3. Therapies which emphasize role-playing, dramatic action, and concrete problem-solving are generally more consistent with the cognitive styles of the lower classes. Although the pastoral care of the poor should take place in the context of larger strategies of social action such as community organization efforts, tenant unions, job-training programs, and the general politicization of the poor, there is clearly a place for more direct and person-oriented work with small groups and individuals. As Frank Riessman writes, "low-income people tend to work out mental problems best when they can do things physically." (Frank Riessman "Role-Playing and the Lower Socio-Economic Group," Pastoral Psychology, March, 1968, p. 51.) In his important article entitled "Role-Playing and the Lower SocioEconomic Group" Riessman gives several examples of the successful employment of role-playing in working with the poor. For instance, role-playing can be used to rehearse how an unemployed person might learn to relate to a new employer. It has been used successfully with juvenile delinquents to help them work through problems of handling authority. It has proved exceptionally beneficial in the training of indigenous nonprofessionals who are being used with increasing frequency to help bridge the gap between educational or social service projects and the communities they are attempting to serve. Role-playing involves the total person in a learning process and appeals to cognitive, kinesthetic, emotional, and experiential levels of human existence. For this reason, it is nicely adapted to the more action-oriented, motoric, and concrete styles of the poor. In addition, it can often be used in "marginal situations" in the very midst of other more or less non-therapeutic activities as a learning interlude which should help increase the capacity of a person or group to deal with current problems. It can be used in the context of discussion groups or talk-oriented therapies as the subject matter of group reflection.
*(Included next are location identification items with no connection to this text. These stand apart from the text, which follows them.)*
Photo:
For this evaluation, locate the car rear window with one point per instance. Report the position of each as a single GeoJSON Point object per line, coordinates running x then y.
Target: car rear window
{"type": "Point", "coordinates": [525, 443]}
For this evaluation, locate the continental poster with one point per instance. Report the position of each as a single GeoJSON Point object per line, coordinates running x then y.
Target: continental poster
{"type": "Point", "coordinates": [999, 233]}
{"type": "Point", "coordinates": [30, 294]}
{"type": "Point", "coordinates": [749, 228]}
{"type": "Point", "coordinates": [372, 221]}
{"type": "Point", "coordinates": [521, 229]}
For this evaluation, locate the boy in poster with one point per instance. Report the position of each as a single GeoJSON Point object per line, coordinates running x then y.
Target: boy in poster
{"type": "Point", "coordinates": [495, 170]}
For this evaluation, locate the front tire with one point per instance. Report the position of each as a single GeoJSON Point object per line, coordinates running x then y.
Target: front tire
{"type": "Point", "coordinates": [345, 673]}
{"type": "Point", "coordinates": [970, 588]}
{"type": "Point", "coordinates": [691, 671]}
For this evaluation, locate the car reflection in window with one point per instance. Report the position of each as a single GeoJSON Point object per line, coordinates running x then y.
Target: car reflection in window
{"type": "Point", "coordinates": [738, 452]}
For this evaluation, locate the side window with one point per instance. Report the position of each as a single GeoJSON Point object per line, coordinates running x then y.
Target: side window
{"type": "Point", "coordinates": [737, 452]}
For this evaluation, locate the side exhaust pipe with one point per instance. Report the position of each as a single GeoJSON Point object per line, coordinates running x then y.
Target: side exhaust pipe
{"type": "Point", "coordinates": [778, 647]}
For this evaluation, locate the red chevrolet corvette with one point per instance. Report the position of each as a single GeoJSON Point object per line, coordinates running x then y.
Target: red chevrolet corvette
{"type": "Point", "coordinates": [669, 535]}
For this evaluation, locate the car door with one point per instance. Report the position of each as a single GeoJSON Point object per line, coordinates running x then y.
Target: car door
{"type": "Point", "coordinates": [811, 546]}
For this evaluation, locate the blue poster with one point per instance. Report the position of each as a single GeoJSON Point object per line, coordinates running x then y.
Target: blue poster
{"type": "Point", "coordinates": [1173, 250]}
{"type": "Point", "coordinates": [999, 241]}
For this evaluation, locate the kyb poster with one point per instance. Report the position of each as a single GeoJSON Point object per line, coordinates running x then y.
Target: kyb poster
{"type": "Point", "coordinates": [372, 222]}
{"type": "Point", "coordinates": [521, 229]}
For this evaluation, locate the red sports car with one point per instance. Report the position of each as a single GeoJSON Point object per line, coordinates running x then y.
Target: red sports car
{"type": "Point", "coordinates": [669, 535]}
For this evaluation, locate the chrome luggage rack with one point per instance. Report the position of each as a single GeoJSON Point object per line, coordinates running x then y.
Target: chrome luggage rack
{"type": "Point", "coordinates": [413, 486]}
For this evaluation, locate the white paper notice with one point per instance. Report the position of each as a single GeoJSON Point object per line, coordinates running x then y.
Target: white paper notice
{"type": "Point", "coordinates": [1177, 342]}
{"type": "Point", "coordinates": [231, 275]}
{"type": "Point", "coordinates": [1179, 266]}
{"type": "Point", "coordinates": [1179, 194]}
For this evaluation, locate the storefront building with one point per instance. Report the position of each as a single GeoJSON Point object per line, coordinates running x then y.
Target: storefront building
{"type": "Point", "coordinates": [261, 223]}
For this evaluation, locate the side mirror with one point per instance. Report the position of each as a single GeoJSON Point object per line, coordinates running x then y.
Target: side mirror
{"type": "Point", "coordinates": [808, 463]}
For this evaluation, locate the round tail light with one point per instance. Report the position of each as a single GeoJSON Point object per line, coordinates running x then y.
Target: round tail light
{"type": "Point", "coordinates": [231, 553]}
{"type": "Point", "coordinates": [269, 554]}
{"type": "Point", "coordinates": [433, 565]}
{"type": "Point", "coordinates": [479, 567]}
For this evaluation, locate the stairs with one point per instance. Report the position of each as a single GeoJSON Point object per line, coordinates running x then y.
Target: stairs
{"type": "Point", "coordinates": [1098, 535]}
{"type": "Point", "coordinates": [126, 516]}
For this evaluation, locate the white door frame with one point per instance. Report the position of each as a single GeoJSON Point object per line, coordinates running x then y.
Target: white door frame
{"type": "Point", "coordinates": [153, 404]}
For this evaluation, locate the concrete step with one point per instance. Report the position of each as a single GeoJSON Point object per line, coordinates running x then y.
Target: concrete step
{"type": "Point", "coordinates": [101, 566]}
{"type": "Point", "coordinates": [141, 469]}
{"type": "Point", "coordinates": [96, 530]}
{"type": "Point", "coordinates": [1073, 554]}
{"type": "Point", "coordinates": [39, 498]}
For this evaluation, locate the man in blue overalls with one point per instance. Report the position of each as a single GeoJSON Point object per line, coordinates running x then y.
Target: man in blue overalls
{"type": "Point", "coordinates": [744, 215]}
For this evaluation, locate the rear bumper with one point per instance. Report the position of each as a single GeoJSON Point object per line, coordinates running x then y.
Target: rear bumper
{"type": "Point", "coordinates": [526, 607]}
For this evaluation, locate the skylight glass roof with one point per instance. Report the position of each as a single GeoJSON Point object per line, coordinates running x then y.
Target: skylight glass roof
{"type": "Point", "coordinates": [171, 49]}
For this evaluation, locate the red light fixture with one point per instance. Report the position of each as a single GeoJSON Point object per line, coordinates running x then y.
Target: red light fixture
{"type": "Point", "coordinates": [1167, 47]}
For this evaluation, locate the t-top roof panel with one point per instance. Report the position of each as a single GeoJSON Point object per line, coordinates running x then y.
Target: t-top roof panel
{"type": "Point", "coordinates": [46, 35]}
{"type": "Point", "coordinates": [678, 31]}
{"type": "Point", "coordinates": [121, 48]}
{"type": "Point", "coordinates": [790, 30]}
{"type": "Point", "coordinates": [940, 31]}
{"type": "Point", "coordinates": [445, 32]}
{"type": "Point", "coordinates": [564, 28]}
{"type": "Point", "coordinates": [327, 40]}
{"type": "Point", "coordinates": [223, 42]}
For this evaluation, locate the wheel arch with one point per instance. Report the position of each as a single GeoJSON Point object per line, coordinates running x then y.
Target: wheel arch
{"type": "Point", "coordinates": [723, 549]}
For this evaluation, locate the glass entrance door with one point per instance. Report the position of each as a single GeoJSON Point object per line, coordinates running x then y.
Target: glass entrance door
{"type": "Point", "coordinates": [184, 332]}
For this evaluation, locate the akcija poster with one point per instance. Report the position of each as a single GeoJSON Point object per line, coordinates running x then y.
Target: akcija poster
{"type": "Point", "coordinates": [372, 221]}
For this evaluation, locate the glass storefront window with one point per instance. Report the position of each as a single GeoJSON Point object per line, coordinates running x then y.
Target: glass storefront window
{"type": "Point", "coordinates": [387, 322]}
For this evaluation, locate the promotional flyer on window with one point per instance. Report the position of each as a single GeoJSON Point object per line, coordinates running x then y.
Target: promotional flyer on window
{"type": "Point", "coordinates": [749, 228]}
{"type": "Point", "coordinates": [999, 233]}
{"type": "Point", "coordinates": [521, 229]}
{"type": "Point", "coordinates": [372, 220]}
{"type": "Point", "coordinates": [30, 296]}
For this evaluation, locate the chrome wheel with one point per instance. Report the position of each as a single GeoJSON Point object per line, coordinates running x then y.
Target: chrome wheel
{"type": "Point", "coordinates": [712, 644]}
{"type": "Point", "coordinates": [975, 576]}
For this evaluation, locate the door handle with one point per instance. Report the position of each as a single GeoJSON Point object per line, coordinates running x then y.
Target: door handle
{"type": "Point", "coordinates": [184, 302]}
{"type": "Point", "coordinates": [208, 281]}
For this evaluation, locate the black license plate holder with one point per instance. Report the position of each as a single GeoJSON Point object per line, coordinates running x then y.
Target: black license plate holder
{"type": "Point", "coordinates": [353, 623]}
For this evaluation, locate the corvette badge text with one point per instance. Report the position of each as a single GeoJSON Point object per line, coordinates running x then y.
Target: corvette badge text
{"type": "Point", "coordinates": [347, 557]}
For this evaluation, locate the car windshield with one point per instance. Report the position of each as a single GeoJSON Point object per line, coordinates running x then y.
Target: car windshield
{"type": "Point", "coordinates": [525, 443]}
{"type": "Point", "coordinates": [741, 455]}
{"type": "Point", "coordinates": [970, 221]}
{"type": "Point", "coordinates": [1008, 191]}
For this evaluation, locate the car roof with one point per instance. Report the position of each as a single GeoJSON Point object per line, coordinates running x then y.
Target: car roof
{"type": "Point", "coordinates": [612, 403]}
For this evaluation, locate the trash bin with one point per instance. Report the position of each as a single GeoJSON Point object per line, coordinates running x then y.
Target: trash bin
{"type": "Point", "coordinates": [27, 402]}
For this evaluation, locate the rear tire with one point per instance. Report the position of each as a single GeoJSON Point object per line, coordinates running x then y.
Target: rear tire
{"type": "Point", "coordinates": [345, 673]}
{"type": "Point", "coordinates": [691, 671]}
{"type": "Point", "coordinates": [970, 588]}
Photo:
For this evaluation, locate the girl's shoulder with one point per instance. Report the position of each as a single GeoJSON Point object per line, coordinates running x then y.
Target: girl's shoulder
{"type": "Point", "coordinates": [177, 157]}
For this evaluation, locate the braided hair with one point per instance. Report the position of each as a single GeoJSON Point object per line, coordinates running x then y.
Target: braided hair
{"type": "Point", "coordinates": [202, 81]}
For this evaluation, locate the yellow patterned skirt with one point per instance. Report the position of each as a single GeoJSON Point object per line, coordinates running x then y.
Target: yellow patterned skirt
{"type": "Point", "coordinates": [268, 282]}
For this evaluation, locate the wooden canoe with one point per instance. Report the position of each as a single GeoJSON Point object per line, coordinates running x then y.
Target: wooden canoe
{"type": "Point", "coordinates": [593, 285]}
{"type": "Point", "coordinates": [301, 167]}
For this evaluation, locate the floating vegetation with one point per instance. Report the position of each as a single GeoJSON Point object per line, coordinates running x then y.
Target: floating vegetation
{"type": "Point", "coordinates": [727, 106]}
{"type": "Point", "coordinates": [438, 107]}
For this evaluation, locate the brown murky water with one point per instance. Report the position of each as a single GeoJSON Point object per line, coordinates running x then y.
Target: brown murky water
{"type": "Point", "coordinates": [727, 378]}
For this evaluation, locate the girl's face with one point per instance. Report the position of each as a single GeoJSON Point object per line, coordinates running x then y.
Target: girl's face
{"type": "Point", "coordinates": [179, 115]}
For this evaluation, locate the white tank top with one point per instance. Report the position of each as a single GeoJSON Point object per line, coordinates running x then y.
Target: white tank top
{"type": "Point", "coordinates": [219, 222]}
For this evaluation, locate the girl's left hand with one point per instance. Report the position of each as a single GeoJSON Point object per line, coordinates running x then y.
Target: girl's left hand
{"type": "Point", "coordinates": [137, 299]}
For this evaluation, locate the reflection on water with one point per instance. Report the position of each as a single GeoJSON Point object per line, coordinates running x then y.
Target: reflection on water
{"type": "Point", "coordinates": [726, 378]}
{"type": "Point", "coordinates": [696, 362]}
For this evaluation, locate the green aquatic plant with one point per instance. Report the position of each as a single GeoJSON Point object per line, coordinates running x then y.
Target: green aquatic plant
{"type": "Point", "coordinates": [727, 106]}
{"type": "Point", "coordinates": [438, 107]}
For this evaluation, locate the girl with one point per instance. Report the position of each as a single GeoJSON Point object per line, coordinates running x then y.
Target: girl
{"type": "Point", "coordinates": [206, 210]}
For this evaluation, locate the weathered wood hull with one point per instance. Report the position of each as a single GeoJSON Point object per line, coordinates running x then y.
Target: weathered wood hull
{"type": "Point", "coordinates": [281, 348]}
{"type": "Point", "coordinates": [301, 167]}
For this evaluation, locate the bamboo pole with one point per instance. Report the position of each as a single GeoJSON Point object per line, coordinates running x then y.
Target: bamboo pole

Games can also be used with therapeutic efficacy. Rachel Levine tells of her use of family games as a device to stimulate family interaction. (Rachel Levine, "Treatment in the Home: An Experiment with Low Income, Multi-Problem Families," MHP, pp. 329-35.) Pathological or self-defeating patterns of interaction can be readily elicited and identified by such an approach and then can become topics for fruitful discussion and clarification.

In general, the so-called behavior therapies and ego-building therapies, which emphasize decision-making, integrity, and the active synthesis of conflicting impulses, seem most congenial to the styles and needs of the poor.( Howard Clinebell, Basic Types of Pastoral Counseling, pp. 189-205, 222-43; William Glasser, Reality Therapy (New York: Harper, 1965) Perry London, The Modes and Morale of Psychotherapy [New York: Holt, Rinehart, and Winston, 1964]) Any program of individual and small-group counseling with the poor should attempt to minimize red tape, needless professionalization, and other types of structural frustrations often accompanying more standard services -- frustrations such as complex and frightening diagnostic interviews, excessive use of referrals, and delays in the availability of the sought-for service.

4. Whenever possible, structural professional counseling with the poor should be sanctioned and guided by the poor themselves. The poor should have seats on the boards of the counseling centers, be they religious or secular, which attempt to serve their communities. For example, the Woodlawn Mental Health Center on the southside of Chicago has sitting on its board of directors representatives of all the major groups within this predominantly lower-class Negro neighborhood. Although the Center is staffed by highly competent professionals, the basic goals, philosophy, and procedures of the Center are worked out by representatives of the Woodlawn community. In this way, the Center becomes an integral part of the community itself and not just another agency coming in from the outside, competing for power and clientele and in this way further fragmenting an already badly disorganized community.